Otomobil İstanbul hiç bu kadar çaresiz olmamıştı...

İstanbul hiç bu kadar çaresiz olmamıştı...

04.10.2006 - 00:00 | Son Güncellenme:

OTOMOBİL PROFESÖRÜ : Hakan Çelik

İstanbul hiç bu kadar çaresiz olmamıştı...
Türkiye'de ekonominin ve kültür-sosyal yaşamının kalbi İstanbul'da atıyor. Buradaki ekonomik faaliyetlerin büyümesi, dolaylı olarak Türkiye'nin de zenginleşmesi demek.

Ben İstanbul'un bugünkü ulaşım altyapısı ve belediyecilik seviyesiyle ne kendisine, ne de ülkeye daha fazla bir faydası olacağını sanmıyorum. Ekonominin gelişmesi ve büyümesi için insanların hareket edebilmelerine ihtiyaç var, ki bugünkü koşullarda artık mümkün olamıyor.

Haberin Devamı
İstanbul'da hergün bir milyona yakın araç, iki yaka arasında gidip geliyor. Yani köprüleri kullanıyor. Bu araçların köprülere bıraktıkları gelirin ötesinde, yoğun trafikte harcadıkları yakıtın değeri yüz milyonlarca doları buluyor. Dünyada yakıtı ve zamanı bizdeki kadar kolay havaya saçan başka bir millet daha yok!
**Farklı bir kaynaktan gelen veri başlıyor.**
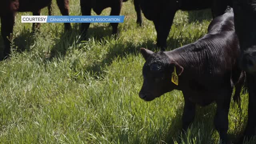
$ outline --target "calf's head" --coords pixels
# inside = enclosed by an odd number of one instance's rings
[[[143,84],[139,93],[140,97],[149,101],[172,91],[176,85],[171,81],[174,66],[180,76],[183,68],[171,60],[164,52],[154,53],[144,48],[140,52],[146,60],[142,69]]]
[[[234,0],[236,32],[241,50],[242,68],[256,72],[256,0]]]

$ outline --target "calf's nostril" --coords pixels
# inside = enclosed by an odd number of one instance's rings
[[[140,96],[140,98],[144,98],[146,97],[146,95],[142,94],[139,94],[139,96]]]
[[[247,59],[247,65],[249,66],[253,66],[253,62],[250,59]]]

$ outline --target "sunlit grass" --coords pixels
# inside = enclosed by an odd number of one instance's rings
[[[79,1],[70,1],[70,15],[80,14]],[[54,14],[60,15],[55,2],[53,6]],[[44,9],[42,15],[47,14]],[[119,25],[118,39],[108,24],[92,24],[85,41],[79,24],[64,32],[63,24],[42,24],[33,35],[31,24],[20,22],[22,15],[31,14],[16,15],[13,53],[0,62],[0,143],[218,143],[214,104],[197,108],[194,121],[182,134],[181,92],[151,102],[139,98],[144,62],[139,49],[156,50],[156,33],[144,17],[143,26],[136,25],[131,2],[123,4],[125,23]],[[177,12],[168,50],[204,35],[210,14]],[[242,110],[236,105],[230,110],[228,137],[233,142],[245,127],[248,96],[241,96]]]

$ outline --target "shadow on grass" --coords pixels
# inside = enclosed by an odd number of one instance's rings
[[[23,29],[18,33],[15,34],[16,35],[13,36],[13,39],[11,40],[13,42],[13,50],[18,52],[22,52],[25,50],[29,51],[30,46],[34,42],[36,33],[40,32],[37,31],[35,34],[30,31],[30,29]],[[11,42],[12,43],[12,42]],[[2,36],[0,36],[0,58],[3,56],[4,48],[4,44]]]

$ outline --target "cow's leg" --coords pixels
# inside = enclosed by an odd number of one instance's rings
[[[141,10],[140,10],[140,7],[139,0],[134,0],[133,2],[134,4],[134,8],[135,8],[135,11],[137,13],[137,21],[136,23],[138,24],[140,26],[142,26],[142,20],[141,17]]]
[[[48,15],[51,16],[52,15],[52,2],[48,6]]]
[[[228,2],[226,0],[216,0],[213,1],[212,6],[212,14],[214,18],[223,14],[227,9]]]
[[[246,80],[249,90],[248,120],[244,131],[244,136],[250,138],[254,136],[256,130],[256,77],[255,74],[246,73]]]
[[[91,0],[80,0],[80,6],[81,6],[81,12],[82,16],[90,16],[92,9],[92,3]],[[89,27],[90,23],[82,23],[81,26],[81,30],[82,32],[86,33]]]
[[[58,6],[60,9],[60,12],[62,16],[68,16],[69,11],[69,0],[56,0]],[[71,28],[70,23],[64,23],[65,29],[66,30],[70,30]]]
[[[33,12],[33,16],[40,16],[41,13],[41,10],[39,10],[37,11]],[[36,30],[39,30],[40,28],[40,23],[33,23],[32,26],[32,32],[34,32]]]
[[[228,142],[228,111],[230,105],[232,90],[225,90],[220,92],[221,99],[216,100],[217,111],[214,117],[214,123],[215,128],[220,135],[222,143]]]
[[[238,104],[239,108],[241,106],[241,98],[240,94],[242,90],[243,86],[244,85],[246,76],[244,71],[242,71],[240,74],[239,79],[237,81],[236,84],[235,84],[235,87],[236,90],[235,94],[233,97],[234,101]]]
[[[185,103],[182,115],[182,129],[186,130],[195,118],[196,105],[186,96],[184,97],[184,99]]]
[[[163,16],[161,17],[164,18],[164,19],[158,19],[153,21],[157,34],[156,44],[160,50],[162,51],[164,51],[166,47],[166,40],[172,24],[175,12],[170,12],[169,14],[170,15],[168,16]]]
[[[1,33],[4,39],[5,45],[4,50],[4,57],[8,56],[10,53],[11,34],[12,33],[14,24],[15,13],[7,13],[1,16]]]
[[[115,4],[111,7],[111,12],[110,16],[119,16],[121,12],[122,8],[122,2],[119,0],[118,2]],[[111,23],[110,24],[112,26],[112,34],[118,34],[118,23]]]

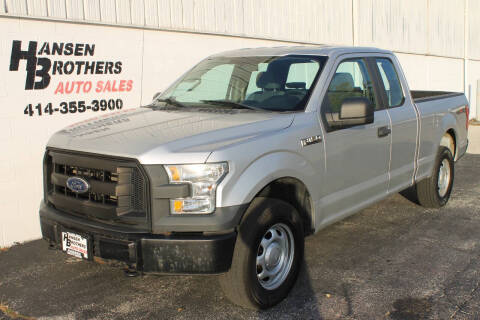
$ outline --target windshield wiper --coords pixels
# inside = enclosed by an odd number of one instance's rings
[[[230,101],[230,100],[201,100],[201,101],[204,102],[204,103],[207,103],[207,104],[229,106],[229,107],[233,107],[233,108],[236,108],[236,109],[250,109],[250,110],[262,111],[262,112],[267,111],[267,110],[262,109],[262,108],[252,107],[252,106],[240,103],[240,102],[234,102],[234,101]]]
[[[180,101],[177,101],[175,98],[164,98],[164,99],[156,99],[156,102],[165,102],[167,104],[170,104],[172,106],[180,107],[180,108],[187,108],[186,105],[181,103]]]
İki yaka arasında rasyonel olarak tanımlanabilecek bir ulaşım biçimi bulunmadığı için, insanlar araçlarını kullanmaya mahkum oluyor. Giderek artan sayıdaki ağır vasıta sayısını da düşününce, karayolları gerçek anlamda bir cehenneme dönüşüyor.

Bir yakadan diğerine geçmek, yoğun saatlerde 1.5-2 saati buluyor. İstanbul-Münih uçuşunun 2 saat olduğu düşünülecek olursa, İstanbulluların ne kadar talihsiz bir durumla karşı karşıya olduğu daha iyi anlaşılır. Üstelik buna karşılık, öne sürülebilecek hiçbir alternatif yok. Metro yok, tren yok, tercihli bir yolu kullanabilecek otobüsler yok!
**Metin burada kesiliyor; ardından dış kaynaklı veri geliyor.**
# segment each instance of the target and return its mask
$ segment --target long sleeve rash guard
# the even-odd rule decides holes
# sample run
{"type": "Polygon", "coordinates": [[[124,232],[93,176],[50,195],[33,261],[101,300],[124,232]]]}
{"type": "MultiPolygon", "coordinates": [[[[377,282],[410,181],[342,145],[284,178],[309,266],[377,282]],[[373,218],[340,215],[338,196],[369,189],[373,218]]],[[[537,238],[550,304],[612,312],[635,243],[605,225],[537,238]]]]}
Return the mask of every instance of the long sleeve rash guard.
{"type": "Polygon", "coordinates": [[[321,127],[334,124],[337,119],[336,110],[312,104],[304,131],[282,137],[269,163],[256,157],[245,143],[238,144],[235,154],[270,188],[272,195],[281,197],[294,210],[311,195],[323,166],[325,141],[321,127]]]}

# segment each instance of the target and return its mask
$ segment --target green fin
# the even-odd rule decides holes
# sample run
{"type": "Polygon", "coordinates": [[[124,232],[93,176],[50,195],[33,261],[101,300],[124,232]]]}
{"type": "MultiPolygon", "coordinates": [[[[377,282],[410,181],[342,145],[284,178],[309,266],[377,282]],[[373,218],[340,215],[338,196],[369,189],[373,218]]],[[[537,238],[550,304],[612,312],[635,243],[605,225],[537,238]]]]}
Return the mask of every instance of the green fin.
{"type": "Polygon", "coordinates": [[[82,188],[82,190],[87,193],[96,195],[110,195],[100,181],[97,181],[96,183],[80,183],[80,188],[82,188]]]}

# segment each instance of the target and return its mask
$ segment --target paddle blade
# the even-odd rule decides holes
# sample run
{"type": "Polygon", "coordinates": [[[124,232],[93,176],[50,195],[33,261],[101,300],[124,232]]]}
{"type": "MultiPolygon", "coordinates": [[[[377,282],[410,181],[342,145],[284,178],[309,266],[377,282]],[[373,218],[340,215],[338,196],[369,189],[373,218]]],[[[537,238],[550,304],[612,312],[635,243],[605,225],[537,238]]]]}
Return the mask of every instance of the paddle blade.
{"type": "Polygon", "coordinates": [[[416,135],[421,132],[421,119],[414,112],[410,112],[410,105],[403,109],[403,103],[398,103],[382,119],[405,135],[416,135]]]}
Özellikle Avrupa ülkelerinde bisiklet ve motosiklet önemli bir ulaşım alternatifi oluştururken, Türkiye'de bu da mümkün olamıyor. Bu kadar çarpık ve düzensiz bir trafik akışı içinde bisiklet ve motosiklet kullanmak cesaret ister.

İstanbul'da 2.6 milyon motorlu araç trafiğe kayıtlı. Buna karşılık sadece 145 bin araç kapasiteli otopark sahası var. Otopark mevzuatları keyfi olarak uygulandığı için yeni konut alanlarında bile araçları park edecek yeterli yer bulunmuyor. Bunun sonucunda dünyanın en büyük otopark rantı İstanbul'da oluşuyor.

İstanbul'da hem trafik sorununu hafifletecek, hem de daha az aracın trafiğe katılımını sağlayacak çözümlere ihtiyaç var. Birçok kişiye ters gelebilir, ama otopark vergisi ve köprü geçişlerine zam uygulamasının bu yönde atılabilecek adımlar olduğunu düşünüyorum.

Neredeyse her kavşakta plansız ve programsız bir yol çalışması uygulayan belediyenin trafik sorununun çözümü konusunda daha akılcı öneriler getirebileceğinden de pek emin değilim. Kasım ayında İstanbul’da düzenlenecek olan uluslararası otomobil fuarında, trafik sorununun çözümü konusunda yaratıcı öneriler getirecek otomobil firmalarının büyük ilgi göreceğinden eminim. Zira artık İstanbullular kaliteli, ekonomik ve güzel tasarlanmış otomobillerin yanı sıra, yaşamlarını kolaylaştıracak ulaşım fikirlerine ihtiyaç duyuyor.